Un programme complexe qui n'est pas facile à mettre en œuvre, surtout dans un pays comme l'actuel basé sur l'imbrication des pouvoirs, tous dotés d'un droit de veto. Pour cette raison, il était essentiel de commencer par des réformes constitutionnelles pour tenter de donner plus de stabilité aux gouvernements et plus d'efficacité à la machine politico-administrative.

«Mon professeur Claudio Napoleoni avait l'habitude de dire que le nôtre est un pays basé sur le revenu de position (qu'il soit grand ou petit) et qu'il est difficile de trouver un consensus pour apporter ces changements qui, même en accélérant le taux de croissance, profiteraient finalement à tout le monde. C'est pourquoi je pense que le référendum est important, mais nous devons également garder à l'esprit que ces conditions favorables apparues il y a deux ans (taux d'intérêt bas, dévaluation de l'euro, effondrement du prix du pétrole) ne sont pas destinées à durer éternellement : maximum nous avons encore un an, un an et demi, et nous ne pouvons pas gâcher cette dernière fenêtre d'opportunité. Nous devons clarifier nos priorités pour nous-mêmes et pour le reste du monde. Vers l'Europe, par exemple, nous ne pouvons pas continuer à demander un peu de tout et disperser nos forces en mille courants. Nous devons être crédibles pour nous concentrer sur quelques grandes choses. Parmi celles-ci je mettrais la question du redressement définitif du système bancaire, qui est aussi un problème global de l'Europe, comme l'a souligné le FMI, et surtout sur un plan plus robuste d'investissements européens. Le plan Juncker a été un succès. L'Italie a obtenu environ 70 milliards. Il faudra le multiplier par deux ou trois puis trouver des modes de financement innovants. Notre devoir est d'augmenter la productivité, de pousser à l'innovation tout en maîtrisant les dépenses publiques avec une réduction des loyers ».

Parmi les pays occidentaux, l'économie italienne s'est avérée la moins prête à s'adapter aux grands changements de scénario des marchés internationaux. Nous avons des entreprises d'excellence mais elles ne peuvent pas à elles seules transmettre l'innovation au reste du système. Les changements organisationnels sont les plus difficiles à mettre en œuvre, mais nous devons emprunter cette voie.

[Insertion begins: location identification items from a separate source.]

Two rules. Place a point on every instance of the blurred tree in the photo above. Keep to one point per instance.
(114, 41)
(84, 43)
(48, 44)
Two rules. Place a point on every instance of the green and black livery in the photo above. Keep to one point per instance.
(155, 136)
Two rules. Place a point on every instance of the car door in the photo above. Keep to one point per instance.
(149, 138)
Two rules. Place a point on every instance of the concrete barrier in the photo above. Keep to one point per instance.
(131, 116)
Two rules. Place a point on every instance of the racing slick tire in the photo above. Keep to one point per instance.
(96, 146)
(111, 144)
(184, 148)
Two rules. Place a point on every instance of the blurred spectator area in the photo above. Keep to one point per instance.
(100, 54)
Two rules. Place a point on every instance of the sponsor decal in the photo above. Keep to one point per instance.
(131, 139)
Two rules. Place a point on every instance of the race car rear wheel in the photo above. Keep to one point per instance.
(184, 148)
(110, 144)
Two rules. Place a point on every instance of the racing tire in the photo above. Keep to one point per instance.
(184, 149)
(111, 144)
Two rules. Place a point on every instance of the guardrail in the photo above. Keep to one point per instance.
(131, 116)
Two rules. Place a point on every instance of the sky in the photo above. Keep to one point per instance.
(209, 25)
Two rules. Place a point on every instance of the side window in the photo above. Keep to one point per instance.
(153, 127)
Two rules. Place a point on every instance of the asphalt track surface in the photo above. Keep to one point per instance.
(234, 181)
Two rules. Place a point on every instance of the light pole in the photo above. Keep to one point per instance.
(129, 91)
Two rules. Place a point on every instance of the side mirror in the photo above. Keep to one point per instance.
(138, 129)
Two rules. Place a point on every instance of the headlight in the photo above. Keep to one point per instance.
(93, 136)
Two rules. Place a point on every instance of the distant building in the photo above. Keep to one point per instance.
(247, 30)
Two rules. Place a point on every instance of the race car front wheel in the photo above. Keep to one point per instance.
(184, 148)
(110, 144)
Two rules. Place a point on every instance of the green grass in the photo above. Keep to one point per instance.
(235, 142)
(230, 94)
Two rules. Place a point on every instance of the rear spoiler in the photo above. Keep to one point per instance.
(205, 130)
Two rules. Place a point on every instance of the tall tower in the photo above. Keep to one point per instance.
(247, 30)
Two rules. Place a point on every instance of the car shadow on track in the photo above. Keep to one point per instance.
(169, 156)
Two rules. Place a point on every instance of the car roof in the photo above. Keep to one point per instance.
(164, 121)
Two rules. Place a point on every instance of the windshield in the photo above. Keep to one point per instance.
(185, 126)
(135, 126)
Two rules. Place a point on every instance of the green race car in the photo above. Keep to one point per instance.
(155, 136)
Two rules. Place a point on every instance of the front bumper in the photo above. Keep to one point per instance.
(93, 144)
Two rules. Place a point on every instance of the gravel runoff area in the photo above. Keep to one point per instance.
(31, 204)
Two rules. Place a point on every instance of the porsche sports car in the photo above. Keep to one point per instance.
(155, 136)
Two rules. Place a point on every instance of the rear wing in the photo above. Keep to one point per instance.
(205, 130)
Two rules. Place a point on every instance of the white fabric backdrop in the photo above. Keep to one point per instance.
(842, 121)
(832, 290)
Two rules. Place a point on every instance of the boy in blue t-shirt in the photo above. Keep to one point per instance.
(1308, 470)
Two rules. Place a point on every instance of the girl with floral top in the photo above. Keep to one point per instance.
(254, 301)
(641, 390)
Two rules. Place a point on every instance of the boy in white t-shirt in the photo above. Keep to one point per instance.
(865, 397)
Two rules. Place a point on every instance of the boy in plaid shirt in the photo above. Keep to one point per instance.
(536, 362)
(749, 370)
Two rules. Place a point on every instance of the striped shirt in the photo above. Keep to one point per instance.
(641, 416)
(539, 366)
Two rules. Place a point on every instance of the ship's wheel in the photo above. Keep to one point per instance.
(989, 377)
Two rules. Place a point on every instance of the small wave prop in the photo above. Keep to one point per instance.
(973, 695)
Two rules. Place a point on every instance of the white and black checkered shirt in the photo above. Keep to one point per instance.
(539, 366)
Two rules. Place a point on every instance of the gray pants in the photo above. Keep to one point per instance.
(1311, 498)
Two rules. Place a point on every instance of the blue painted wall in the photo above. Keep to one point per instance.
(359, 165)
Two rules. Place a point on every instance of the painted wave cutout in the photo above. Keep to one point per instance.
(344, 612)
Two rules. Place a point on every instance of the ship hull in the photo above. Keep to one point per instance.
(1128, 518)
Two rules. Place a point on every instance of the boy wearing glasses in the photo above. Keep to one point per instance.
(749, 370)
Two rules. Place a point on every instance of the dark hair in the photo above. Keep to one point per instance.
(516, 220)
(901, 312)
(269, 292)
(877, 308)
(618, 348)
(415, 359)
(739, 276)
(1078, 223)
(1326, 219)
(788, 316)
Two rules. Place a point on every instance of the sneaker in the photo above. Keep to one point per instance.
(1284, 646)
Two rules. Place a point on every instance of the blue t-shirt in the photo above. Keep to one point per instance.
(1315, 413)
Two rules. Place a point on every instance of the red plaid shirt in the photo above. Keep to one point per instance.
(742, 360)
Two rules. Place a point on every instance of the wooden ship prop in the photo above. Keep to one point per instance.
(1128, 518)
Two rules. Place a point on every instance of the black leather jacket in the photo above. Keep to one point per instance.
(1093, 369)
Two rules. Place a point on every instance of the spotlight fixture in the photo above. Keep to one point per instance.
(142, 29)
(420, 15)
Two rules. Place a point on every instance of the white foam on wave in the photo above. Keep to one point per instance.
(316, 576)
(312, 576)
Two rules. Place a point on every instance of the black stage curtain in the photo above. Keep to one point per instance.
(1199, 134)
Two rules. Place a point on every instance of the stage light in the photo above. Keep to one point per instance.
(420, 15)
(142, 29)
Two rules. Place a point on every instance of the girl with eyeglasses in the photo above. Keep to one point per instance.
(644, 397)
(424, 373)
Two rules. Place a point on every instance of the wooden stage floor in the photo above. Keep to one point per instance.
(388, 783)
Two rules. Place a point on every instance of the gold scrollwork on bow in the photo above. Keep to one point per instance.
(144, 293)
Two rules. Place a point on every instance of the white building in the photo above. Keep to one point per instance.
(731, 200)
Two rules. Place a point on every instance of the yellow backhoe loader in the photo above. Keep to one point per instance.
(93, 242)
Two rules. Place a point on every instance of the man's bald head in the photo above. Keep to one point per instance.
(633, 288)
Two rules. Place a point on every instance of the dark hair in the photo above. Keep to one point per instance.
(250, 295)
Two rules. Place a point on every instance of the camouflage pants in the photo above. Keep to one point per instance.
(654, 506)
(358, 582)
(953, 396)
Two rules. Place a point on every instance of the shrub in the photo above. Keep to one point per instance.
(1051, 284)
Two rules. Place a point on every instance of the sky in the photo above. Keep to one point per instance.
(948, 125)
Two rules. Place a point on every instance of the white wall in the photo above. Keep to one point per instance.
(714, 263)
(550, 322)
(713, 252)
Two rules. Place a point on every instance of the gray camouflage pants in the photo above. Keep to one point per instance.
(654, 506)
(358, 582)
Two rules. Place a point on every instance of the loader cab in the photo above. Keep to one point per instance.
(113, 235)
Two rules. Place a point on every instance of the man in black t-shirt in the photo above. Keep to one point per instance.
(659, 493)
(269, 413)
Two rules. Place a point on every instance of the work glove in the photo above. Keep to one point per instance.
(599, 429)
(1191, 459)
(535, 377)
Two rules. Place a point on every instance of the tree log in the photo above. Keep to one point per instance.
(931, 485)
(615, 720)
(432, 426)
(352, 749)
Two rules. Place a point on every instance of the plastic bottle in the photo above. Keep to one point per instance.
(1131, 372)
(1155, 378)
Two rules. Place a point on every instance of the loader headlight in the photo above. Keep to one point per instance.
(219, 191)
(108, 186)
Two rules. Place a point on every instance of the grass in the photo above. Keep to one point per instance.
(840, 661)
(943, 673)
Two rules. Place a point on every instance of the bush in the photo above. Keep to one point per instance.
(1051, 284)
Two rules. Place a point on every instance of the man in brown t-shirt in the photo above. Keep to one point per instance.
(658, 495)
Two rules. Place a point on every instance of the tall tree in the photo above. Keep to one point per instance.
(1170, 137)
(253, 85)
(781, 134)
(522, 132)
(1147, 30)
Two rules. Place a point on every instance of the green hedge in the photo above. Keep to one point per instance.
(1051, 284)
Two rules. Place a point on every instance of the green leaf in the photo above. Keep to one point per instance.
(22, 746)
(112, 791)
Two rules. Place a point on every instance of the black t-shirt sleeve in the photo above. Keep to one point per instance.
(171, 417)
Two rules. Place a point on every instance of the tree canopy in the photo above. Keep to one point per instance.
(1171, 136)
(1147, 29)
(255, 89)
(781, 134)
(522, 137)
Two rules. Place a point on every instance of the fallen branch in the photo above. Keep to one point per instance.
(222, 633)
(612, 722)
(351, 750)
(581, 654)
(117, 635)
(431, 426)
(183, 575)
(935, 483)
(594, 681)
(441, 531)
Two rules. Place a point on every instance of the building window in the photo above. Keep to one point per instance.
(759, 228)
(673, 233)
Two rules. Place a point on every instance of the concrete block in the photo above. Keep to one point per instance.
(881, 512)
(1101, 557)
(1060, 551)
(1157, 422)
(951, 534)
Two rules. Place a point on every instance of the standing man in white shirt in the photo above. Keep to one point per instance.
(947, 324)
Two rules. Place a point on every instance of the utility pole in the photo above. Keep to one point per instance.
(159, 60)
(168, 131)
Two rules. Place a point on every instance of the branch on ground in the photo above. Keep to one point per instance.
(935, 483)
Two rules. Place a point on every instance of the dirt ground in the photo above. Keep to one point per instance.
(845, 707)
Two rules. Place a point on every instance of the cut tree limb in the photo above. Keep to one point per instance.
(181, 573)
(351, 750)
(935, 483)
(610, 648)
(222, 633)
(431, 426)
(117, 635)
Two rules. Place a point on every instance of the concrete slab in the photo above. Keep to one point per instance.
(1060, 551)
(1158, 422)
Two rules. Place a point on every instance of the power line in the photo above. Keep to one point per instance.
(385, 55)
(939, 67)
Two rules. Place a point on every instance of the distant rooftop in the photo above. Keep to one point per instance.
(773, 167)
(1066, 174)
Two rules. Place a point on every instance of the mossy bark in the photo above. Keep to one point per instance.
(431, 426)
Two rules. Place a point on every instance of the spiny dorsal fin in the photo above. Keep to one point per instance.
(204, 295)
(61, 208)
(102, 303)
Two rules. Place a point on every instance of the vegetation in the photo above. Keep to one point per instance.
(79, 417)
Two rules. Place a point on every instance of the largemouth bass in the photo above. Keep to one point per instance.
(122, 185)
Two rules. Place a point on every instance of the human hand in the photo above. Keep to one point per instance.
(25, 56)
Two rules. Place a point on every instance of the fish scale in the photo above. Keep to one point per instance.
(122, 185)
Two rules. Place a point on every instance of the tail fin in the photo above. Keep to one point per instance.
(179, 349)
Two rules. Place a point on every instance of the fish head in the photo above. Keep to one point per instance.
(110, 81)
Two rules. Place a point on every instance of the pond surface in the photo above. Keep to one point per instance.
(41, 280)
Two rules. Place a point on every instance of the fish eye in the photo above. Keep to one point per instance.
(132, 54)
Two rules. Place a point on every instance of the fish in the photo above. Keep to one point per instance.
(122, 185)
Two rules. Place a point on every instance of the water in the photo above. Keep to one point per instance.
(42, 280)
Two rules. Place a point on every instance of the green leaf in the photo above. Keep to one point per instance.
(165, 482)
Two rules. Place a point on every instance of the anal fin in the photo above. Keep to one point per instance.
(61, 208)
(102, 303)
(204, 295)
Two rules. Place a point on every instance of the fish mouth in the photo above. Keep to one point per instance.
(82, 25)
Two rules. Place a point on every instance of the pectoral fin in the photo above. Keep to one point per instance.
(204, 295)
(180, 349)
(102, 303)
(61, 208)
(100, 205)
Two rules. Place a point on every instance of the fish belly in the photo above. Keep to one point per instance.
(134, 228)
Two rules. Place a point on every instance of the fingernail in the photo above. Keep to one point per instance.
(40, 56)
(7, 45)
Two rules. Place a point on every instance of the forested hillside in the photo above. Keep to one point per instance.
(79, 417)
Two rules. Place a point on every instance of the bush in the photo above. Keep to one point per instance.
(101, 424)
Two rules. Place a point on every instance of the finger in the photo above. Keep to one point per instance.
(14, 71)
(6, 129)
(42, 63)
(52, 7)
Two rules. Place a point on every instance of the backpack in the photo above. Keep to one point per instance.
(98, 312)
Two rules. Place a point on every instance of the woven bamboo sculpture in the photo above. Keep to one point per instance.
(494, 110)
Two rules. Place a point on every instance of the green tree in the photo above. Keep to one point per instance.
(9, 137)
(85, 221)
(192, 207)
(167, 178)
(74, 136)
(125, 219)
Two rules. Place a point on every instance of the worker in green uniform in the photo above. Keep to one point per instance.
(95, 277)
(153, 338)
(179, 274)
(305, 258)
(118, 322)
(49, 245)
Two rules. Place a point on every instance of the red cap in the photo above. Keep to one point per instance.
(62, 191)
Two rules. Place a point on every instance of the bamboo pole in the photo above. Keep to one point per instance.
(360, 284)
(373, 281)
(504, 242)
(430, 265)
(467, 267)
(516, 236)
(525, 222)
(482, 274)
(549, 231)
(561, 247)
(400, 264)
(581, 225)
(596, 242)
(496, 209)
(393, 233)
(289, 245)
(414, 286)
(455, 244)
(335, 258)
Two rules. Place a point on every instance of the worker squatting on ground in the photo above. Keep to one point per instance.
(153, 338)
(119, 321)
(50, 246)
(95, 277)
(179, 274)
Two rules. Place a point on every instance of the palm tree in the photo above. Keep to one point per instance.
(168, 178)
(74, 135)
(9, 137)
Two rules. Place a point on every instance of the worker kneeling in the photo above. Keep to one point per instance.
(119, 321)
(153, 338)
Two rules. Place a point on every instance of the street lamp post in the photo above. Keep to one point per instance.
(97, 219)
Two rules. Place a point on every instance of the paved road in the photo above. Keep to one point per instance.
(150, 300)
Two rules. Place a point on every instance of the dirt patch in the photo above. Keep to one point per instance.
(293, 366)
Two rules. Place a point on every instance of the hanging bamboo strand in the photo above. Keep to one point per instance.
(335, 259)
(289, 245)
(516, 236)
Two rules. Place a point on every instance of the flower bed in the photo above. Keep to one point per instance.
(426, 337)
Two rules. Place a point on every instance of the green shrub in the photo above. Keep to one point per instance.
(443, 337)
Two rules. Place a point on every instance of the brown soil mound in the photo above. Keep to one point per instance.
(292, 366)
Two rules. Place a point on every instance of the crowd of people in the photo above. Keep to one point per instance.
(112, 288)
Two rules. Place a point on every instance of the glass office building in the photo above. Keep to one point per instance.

« Notre croissance s'est arrêtée depuis au moins deux décennies. Maintenant, nous avons peu de temps devant nous. Nous ne pouvons pas nous leurrer qu'il n'y a qu'un seul levier pour nous sortir de la stagnation. Je partage la thèse de ceux qui soutiennent qu'un continent grand et riche comme l'Europe ne peut fonder son développement sur les seules exportations. Cependant, pour des pays comme l'Italie, une politique keynésienne basée sur l'expansion des déficits risquerait encore de ne financer que les rentes et n'affecterait pas ces obstacles qui, comme nous l'avons vu plus haut, sont le véritable boulet du pays. Nous sommes appelés à faire beaucoup de choses ensemble. Nous devons accélérer le rythme. Mais si nous faisons un diagnostic correct de nos problèmes, nous pourrons trouver des remèdes efficaces ».